Marcus Gheeraerts 'De Lieure & de la Tortuë', 1578 | By the time you read this the Ebacc consultation will have closed. We’ll be a little nearer knowing what government thinks we should do, but nowhere nearer doing it. May I share some thoughts, dear readers? First: to what problem was Ebacc the solution? Gove believed that state schools were sloppy about knowledge so enforcing a core of academic content would put this right. This was at a time when GCSEs or ‘equivalents’ had been bent out of shape by the pressure of the performance tables. Knowledge is fundamental to teaching and academic rigour should be the norm. So far so good. Second, the subjects (English, maths, two sciences (see below), hist or geog and a modern foreign language)? People got terrifically agitated about the omission of RE and you’d think I would too, as a theologian. I used to argue that RE is a universal entitlement which everyone ought to be doing so it didn’t need including. I'm now persuaded that it should. |
Third, bizarrely, if you do triple (separate) science, you have to do all three for two of them to count. That’s just barking. What’s wrong with doing chemistry and physics? Sort it out.
Fourth, languages. Take a deep breath. Tackling a foreign language is a hallmark of being civilised and languages rewire the brain in a particular way. I know some outstanding languages teachers, whole departments of them, but we’ve made a real pig's ear of languages education in the UK and we need to pause, reflect, plan, fund and start again.
Why? We don’t have many languages teachers because we made languages optional at GCSE years ago. That meant fewer young people with languages A levels, fewer undergraduates und so weiter. Then there’s the British antipathy to the foreign tongue, so we behave as if languages were an unnecessary luxury. We beat ourselves up for not being like the Dutch and the Germans, but motivating a young person to learn globally dominant English is different to motivating them to learn a language for which they might not see a ready and pressing use. We should teach Mandarin and Arabic widely but that’ll take a generation and some serious funding to get the teachers. Worth it if the result is an outbreak of global understanding?
But it gets worse. We need to overhaul how we examine languages because we do it really badly. GCSE languages are about the hardest of them all and the same paper is used for native speakers as for ab initio learners. Making any progress is hard even for acquirers of average speed, let alone those who take longer. We need a total redesign of assessment in languages so we can actually measure what children know, rather than what they don’t know. It’s a really depressing experience for a gloomed youth if, after a shedload of work with a gifted teacher over 2, 3 or 5 years he ends up with an F or a G. No Ebacc for you, chum, no matter how hard you’ve worked.

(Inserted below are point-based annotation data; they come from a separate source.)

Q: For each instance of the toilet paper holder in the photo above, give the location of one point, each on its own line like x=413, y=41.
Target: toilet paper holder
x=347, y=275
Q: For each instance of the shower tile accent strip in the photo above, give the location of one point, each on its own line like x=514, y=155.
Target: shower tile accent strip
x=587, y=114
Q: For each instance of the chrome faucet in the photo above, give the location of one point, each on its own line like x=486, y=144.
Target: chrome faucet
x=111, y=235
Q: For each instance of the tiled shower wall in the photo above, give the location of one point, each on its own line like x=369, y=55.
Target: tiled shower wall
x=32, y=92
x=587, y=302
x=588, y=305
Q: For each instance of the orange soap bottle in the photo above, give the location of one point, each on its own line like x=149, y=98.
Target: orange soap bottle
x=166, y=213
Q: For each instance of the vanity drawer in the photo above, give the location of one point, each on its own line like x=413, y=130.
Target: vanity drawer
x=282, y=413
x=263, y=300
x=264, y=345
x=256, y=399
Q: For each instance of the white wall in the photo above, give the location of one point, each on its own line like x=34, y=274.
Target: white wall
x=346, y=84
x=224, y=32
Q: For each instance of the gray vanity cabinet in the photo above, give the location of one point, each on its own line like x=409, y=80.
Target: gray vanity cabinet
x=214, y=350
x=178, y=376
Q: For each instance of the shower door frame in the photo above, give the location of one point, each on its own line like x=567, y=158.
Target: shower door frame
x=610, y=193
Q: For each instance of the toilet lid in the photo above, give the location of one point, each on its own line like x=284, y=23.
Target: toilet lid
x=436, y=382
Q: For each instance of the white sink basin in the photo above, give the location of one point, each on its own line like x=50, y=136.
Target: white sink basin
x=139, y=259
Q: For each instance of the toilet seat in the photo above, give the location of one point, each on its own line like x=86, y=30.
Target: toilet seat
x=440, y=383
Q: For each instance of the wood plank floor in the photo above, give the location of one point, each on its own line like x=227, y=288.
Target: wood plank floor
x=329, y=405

Which is my fifth point. Hiding under its umbrella of aspiration and rigour, the Ebacc is outrageously unfair and a denigration of slow and steady learners. There are two ways of solving this. If Ebacc was a progress rather than a threshold measure then it would encourage all learners to have a go at some hard stuff. If it was assessed at level 1 as well as level 2 we might have an education system that embraced rigour, knowledge and integrity for all. What does it say about us if we only value the swift? What does the fable say?
Year 11 are deep in the alternative reality of maths. There’s a joke doing the rounds from the States: ‘math, the only place in the world where someone buys 60 watermelons and no-one wonders why’. Today’s question considers Joe who bought a hot dog, a coffee and a cheese sandwich (and a prescription for statins), then Sita who buys two unspecified snacks followed immediately by Sam who wants a saxophone. Sam’s in the wrong shop: he needs geography or business as well as maths and he needs music to be valued too. For the government as well as year 11 there is much work ahead.